Dynamic Schema & Data Loading Into BigQuery

Table of contents

Reading Time: 3 minutes

BigQuery is a fully managed enterprise data warehouse that helps you manage and analyze your data with built-in features like machine learning, geospatial analysis, and business intelligence.

BigQuery’s serverless architecture lets you use SQL queries to answer your organization’s biggest questions with zero infrastructure management. BigQuery’s scalable, distributed analysis engine lets you query terabytes in seconds and petabytes in minutes.

Scope – Dynamic schema & Data loading

In this blog, we will see how to –

Upload local JSON Data into GCS Bucket
Overwrite Tables Data Load
Append Load with Dynamic schema
Load JSON data from the bucket
Create Datasets

Prerequisites

GCloud SDK kit Download Link
GCS Bucket
BigQuery API enabled
- gcloud services enable bigquerystorage.googleapis.com
- gcloud services enable bigquerymigration.googleapis.com
- gcloud services enable bigquery.googleapis.com
Service Account JSON key or gcloud auth login plugin Setup auth
Download this template or clone it from the git repo.
https://github.com/knoldus/Dynamic-schema-loading-into-BigQuery
https://techhub.go1percent.com/dashboard/projects/devops/6294ddd8ea09b33f796287b7

Usage

1. Clone the repo or download the template

git clone https://github.com/knoldus/Dynamic-schema-loading-into-BigQuery

2. Export Required Variables

export PROJECT_ID=your_project_id
export GCS_BUCKET_ID=example-bucket-name
export DATASET=any_name_of_dataset
export BIGQUERY_TABLE=any_name_of_table
export GCS_BUCKET_PATH=json/data
export JSON_DATA_FILE=data.json

Run this command

source env_vars.sh

3. Directory Structure Should look like this

tree

Output should look like this:

├── data.json
├── env_vars.sh
├── loadTables.sh
├── README.md
└── vfv.json

0 directories, 5 files

4. Run the Script

./loadTables.sh

Output should look like:

Options...

1) Create a dataset in gcp-learn285 
2) Create table with JSON data 
3) Dynamic Append data in table 
4) Overwrite JSON Data into table 
5) Upload local JSON data into GCS bucket.

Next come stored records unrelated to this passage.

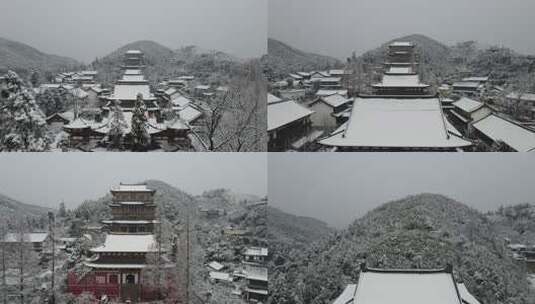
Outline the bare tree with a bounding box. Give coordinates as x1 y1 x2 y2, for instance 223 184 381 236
212 61 267 152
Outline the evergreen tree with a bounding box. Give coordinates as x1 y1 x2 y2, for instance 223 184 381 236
131 94 150 151
0 71 49 151
108 104 128 149
58 202 67 217
30 70 39 88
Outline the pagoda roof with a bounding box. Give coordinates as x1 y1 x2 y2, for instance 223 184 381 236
109 84 156 100
373 74 429 88
102 220 160 225
123 69 141 75
84 262 147 269
453 97 485 113
390 41 414 47
91 234 157 253
1 232 48 243
267 100 314 131
244 247 268 256
267 93 282 104
320 97 471 148
473 114 535 152
354 269 463 304
111 183 155 192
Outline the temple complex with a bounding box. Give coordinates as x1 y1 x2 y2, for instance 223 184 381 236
333 264 480 304
63 50 203 151
319 42 472 151
68 184 172 302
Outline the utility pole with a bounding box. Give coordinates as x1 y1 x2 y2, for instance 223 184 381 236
186 210 190 304
2 229 7 304
48 212 56 304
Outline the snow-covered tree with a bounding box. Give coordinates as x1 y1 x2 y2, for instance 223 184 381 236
108 104 128 149
132 94 150 151
0 71 50 151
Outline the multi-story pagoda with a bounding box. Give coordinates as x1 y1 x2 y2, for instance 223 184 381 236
373 42 429 96
320 41 472 152
103 50 159 113
68 184 166 302
123 50 145 70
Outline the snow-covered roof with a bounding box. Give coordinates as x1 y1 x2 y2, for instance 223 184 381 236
473 115 535 152
268 93 282 104
386 66 412 74
209 271 232 282
390 41 413 46
46 111 74 122
178 105 202 123
124 69 141 75
195 84 210 90
164 88 177 96
457 283 480 304
117 202 145 206
63 117 91 129
320 94 351 108
208 261 225 271
354 271 462 304
268 100 314 131
80 71 98 76
244 247 268 256
318 77 342 82
374 74 429 88
111 183 154 192
91 234 157 252
83 262 147 269
119 74 147 82
453 81 481 89
320 98 471 148
3 232 48 243
111 84 154 100
245 265 268 282
453 97 485 113
165 117 190 130
102 220 159 225
332 284 357 304
171 95 191 107
70 88 89 99
463 76 489 82
507 92 535 102
316 90 347 96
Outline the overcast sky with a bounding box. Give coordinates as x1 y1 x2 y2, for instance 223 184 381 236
268 153 535 228
0 0 267 63
269 0 535 59
0 153 267 208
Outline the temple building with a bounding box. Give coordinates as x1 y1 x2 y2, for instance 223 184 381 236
60 50 199 151
319 42 472 151
103 50 159 113
68 184 170 302
333 264 480 304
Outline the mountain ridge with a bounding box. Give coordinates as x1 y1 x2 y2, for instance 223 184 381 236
272 194 533 304
0 37 83 72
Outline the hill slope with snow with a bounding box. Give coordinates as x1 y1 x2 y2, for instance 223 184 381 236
272 194 535 304
0 38 82 73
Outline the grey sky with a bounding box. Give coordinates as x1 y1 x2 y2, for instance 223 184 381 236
0 153 267 207
0 0 267 62
269 0 535 59
268 153 535 228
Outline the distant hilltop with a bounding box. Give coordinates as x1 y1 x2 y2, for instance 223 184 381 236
262 38 343 77
0 38 83 72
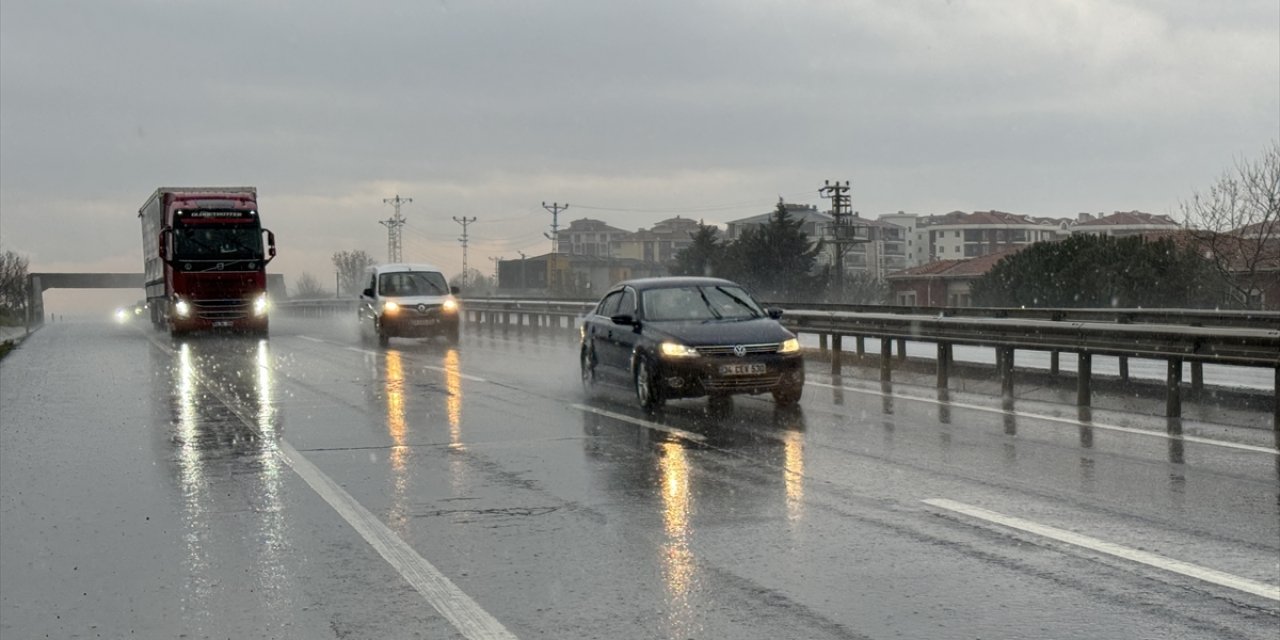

Make a choice [  1,2,3,4,5 or q to exit  ]

Make your choices & run operations to update Bigquery tables.

Big Query Operations

1. Upload JSON to the GCS bucket

Run the script & choose this option.

upload_local_data(){
echo ""
echo -e "Listing all json file in $(pwd) directory ... \n"
ls |grep json
echo ""
read -p "Enter the json data file: (like: data.json) " json
echo -e "\nUploading...."

cat $json|jq -c > $JSON_DATA_FILE

gsutil cp $JSON_DATA_FILE gs://$GCS_BUCKET_ID/$GCS_BUCKET_PATH/$JSON_DATA_FILE

rm $JSON_DATA_FILE
}

2. Create Datasets

Run the script & create dataset

echo "Creating dataset into bigquery"
 read -p "Enter name of your Dataset. [default: $DATASET] " dataset

 if [[ -z "$dataset" ]];then
  dataset=$DATASET
 fi
 bq --location=us mk --dataset $PROJECT_ID:$dataset

Run the script & create table when upload JSON data

echo "Listing Datasets in $PROJECT_ID project..."   
bq ls --datasets
read -p "Enter name of your Dataset. [default: $DATASET] " dataset
if [[ -z "$dataset" ]];then
  dataset=$DATASET
 fi

read -p "Choose name of your BigQuery Table to be created in $dataset Dataset. [default: $BIGQUERY_TABLE] " table

if [[ -z "$table" ]];then
  table=$BIGQUERY_TABLE
 fi


bq --location=us load \
--noreplace \
--autodetect \
--schema_update_option=ALLOW_FIELD_ADDITION \
--source_format=NEWLINE_DELIMITED_JSON \
$PROJECT_ID:$dataset.$table \
gs://$GCS_BUCKET_ID/$GCS_BUCKET_PATH/$JSON_DATA_FILE

4. Update table with dynamic schema

Run the script to update table with dynamic schema loading.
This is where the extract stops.